A vista pela porta, parecia ser uma grande tela cinematográfica e neste dia tive a oportunidade de presenciar um punguista em ação. Tudo foi muito rápido. Uma daquelas pessoas que passava distraída nem se deu conta de quando o meliante enfiou a mão no bolso de sua calça e saiu em disparada pela avenida. A desolação estava estampada em seu rosto, nesse tempo ainda se andava com todo o dinheiro no bolso e pela sua fisionomia devia ter perdido uma boa quantia. Fiquei indignado, mas não pude fazer nada, pois o safado desapareceu no meio das pessoas que por ali passavam.

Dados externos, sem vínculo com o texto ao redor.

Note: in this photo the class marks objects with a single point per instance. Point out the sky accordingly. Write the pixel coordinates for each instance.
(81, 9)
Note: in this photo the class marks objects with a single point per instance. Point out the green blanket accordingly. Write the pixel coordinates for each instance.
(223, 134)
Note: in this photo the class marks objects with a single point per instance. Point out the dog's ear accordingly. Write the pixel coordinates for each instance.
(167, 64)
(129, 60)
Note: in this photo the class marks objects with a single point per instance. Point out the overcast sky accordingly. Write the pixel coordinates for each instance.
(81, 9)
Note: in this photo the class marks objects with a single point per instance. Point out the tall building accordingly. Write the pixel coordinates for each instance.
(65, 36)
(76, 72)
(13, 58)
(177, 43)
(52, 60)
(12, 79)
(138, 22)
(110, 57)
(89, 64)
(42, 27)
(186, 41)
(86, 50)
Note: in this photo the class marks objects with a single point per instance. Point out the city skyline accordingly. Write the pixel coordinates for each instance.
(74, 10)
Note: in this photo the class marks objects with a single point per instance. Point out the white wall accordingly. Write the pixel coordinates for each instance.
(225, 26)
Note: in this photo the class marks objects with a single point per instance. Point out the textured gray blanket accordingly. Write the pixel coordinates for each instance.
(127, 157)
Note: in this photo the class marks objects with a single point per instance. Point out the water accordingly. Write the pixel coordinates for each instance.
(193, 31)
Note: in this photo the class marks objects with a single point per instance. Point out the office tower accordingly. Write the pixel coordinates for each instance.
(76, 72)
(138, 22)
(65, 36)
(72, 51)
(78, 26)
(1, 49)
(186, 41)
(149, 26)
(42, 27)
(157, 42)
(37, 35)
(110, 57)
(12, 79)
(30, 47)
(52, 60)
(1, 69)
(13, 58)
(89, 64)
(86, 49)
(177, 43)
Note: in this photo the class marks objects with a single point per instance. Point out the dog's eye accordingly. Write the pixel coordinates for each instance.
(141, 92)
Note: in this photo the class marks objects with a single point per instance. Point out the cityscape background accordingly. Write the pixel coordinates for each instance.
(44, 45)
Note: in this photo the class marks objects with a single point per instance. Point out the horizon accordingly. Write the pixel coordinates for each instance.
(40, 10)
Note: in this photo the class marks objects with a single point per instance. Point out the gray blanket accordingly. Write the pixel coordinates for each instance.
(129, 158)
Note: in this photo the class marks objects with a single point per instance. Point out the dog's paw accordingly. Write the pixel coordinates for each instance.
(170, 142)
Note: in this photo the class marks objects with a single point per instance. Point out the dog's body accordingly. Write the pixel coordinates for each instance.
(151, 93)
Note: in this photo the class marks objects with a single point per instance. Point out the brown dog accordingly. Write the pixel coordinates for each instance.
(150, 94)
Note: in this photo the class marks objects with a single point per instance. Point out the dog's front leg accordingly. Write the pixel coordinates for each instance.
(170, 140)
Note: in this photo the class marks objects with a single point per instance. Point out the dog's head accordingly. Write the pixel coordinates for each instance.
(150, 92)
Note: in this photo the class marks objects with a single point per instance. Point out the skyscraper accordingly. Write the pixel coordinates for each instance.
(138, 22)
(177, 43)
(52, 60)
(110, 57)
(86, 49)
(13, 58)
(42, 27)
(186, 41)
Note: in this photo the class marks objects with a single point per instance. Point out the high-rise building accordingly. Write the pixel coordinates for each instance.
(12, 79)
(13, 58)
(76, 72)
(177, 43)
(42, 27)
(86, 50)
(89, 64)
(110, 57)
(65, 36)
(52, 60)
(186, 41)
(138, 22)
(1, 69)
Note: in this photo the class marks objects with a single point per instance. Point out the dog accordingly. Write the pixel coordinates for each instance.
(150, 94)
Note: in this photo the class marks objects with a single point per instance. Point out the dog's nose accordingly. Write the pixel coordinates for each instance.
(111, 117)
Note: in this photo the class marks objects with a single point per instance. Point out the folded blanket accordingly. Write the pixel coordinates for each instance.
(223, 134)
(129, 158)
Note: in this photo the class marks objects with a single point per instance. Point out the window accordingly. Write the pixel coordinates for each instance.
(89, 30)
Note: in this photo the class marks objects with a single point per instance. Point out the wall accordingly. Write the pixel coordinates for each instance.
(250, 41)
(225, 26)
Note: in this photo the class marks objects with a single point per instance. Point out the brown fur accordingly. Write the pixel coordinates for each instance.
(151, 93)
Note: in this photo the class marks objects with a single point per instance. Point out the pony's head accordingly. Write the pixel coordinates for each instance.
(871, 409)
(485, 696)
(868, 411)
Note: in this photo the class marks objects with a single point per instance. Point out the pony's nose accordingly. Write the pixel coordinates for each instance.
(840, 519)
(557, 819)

Voltei ao hotel. Tomei um banho para relaxar e dormir, mas aquela cena não saía da minha mente. Na manhã seguinte fui para fábrica ainda com a visão na cabeça e dizia para mim mesmo; comigo isso não acontece. Durante o expediente da manhã não pude deixar de comentar sobre o presenciado e aproveitar para mexer com os colegas, registrando que as pessoas em São Paulo não estão atentas por onde andam, por isso sofrem esse tipo de agressão. Não gostaram muito do meu comentário, afinal, como todo carioca é gozador, eles sentiram uma ponta de gozação da minha parte.

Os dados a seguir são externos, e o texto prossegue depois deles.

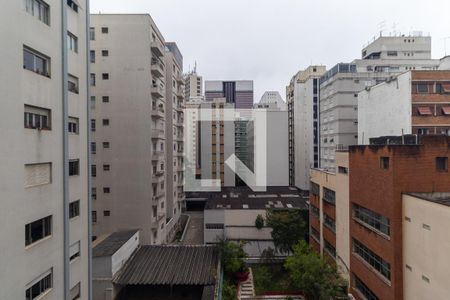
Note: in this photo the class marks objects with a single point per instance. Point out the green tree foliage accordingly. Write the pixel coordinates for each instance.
(311, 274)
(259, 222)
(288, 228)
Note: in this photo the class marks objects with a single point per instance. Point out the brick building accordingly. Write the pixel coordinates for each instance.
(379, 176)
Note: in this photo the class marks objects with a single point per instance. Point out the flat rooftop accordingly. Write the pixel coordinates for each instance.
(436, 197)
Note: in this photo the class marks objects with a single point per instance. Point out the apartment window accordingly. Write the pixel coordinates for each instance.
(92, 56)
(92, 33)
(74, 209)
(72, 42)
(73, 125)
(36, 62)
(329, 195)
(38, 230)
(37, 117)
(363, 289)
(73, 84)
(74, 167)
(73, 5)
(371, 258)
(75, 292)
(92, 79)
(371, 219)
(40, 286)
(384, 162)
(39, 9)
(442, 164)
(38, 174)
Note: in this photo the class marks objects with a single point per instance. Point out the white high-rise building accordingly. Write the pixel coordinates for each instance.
(44, 154)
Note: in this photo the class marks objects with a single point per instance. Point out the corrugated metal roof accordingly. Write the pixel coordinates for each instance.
(170, 265)
(112, 243)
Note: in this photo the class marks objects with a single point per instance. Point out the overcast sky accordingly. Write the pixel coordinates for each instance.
(268, 41)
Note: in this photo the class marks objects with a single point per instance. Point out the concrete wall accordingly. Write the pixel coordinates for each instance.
(425, 251)
(385, 109)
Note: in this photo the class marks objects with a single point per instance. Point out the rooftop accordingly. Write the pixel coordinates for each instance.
(170, 265)
(440, 198)
(112, 243)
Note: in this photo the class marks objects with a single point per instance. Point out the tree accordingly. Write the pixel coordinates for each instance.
(288, 228)
(313, 275)
(259, 222)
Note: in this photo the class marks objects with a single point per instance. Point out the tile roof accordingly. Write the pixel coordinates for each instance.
(170, 265)
(112, 243)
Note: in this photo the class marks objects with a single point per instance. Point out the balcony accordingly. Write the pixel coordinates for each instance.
(157, 68)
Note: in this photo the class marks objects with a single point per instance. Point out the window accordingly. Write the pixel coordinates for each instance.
(92, 33)
(92, 79)
(36, 62)
(74, 209)
(74, 167)
(363, 289)
(73, 125)
(72, 42)
(384, 162)
(39, 287)
(372, 259)
(329, 195)
(371, 219)
(37, 118)
(73, 84)
(38, 174)
(442, 164)
(39, 9)
(75, 292)
(73, 5)
(38, 230)
(92, 124)
(92, 56)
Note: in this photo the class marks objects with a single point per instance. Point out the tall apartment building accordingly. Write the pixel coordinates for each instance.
(302, 96)
(380, 176)
(193, 85)
(415, 102)
(128, 84)
(329, 214)
(44, 153)
(174, 136)
(339, 87)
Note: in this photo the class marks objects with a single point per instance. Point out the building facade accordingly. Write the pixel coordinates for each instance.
(128, 83)
(302, 96)
(44, 156)
(415, 102)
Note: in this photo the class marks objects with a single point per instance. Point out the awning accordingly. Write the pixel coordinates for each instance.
(424, 111)
(446, 110)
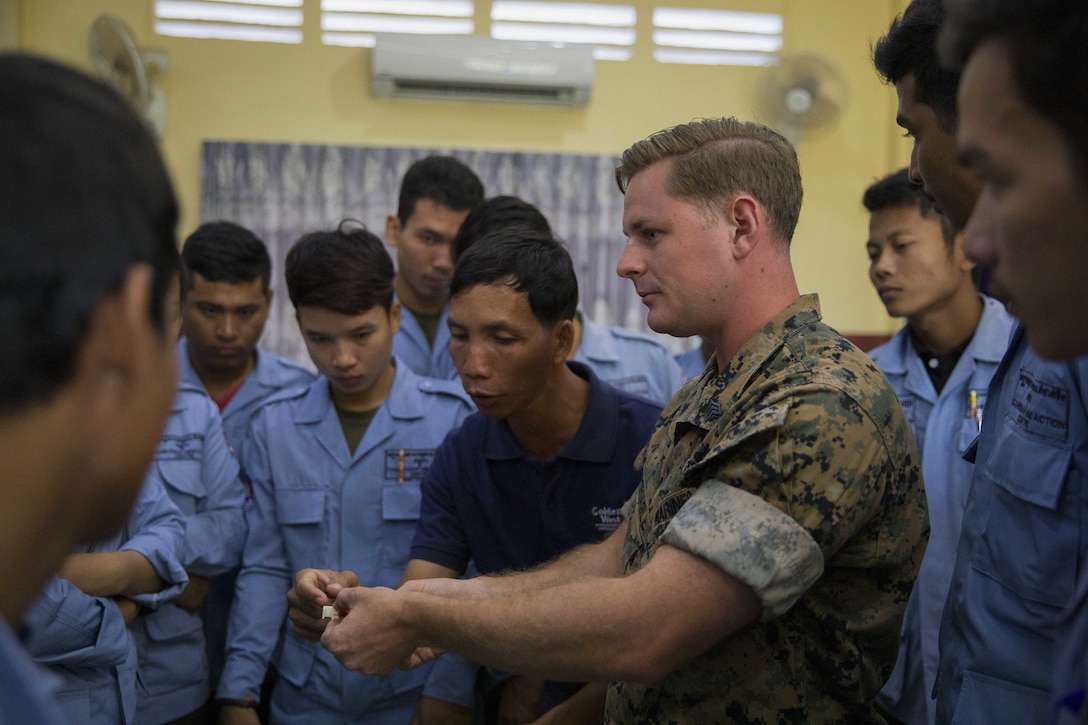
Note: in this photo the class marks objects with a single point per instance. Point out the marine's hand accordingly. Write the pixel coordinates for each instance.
(313, 589)
(372, 637)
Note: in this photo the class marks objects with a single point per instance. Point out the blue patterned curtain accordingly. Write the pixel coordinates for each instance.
(283, 191)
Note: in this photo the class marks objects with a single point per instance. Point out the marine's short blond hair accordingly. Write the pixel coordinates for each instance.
(716, 159)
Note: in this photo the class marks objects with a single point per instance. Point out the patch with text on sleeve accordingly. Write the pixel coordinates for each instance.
(188, 446)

Mais tarde saímos para almoçar fora. Ao descermos do táxi e caminhar até o restaurante, para minha surpresa, nesse curto espaço, fui também vítima de um punguista. Todos riram satisfeitos e eu, como não podia deixar de ser, fiquei qual uma arara de tanta raiva.
Quem diria, um carioca acostumado à malandragem do Rio de Janeiro, em São Paulo iria ser vítima de um punguista em plena Avenida Paulista.
É realmente uma verdade o que diz a música, “malandro é malandro e mané é mané”. E eu, como muitos outros, tive também o meu dia de mané, mas pior que ser roubado foi ter que aguentar a gozação dos paulistas durante resto do dia.
Mas, roubo a parte, fica a saudade de uma época onde só éramos pungados, hoje sofremos com sequestros relâmpagos, que muitas das vezes resultam em morte.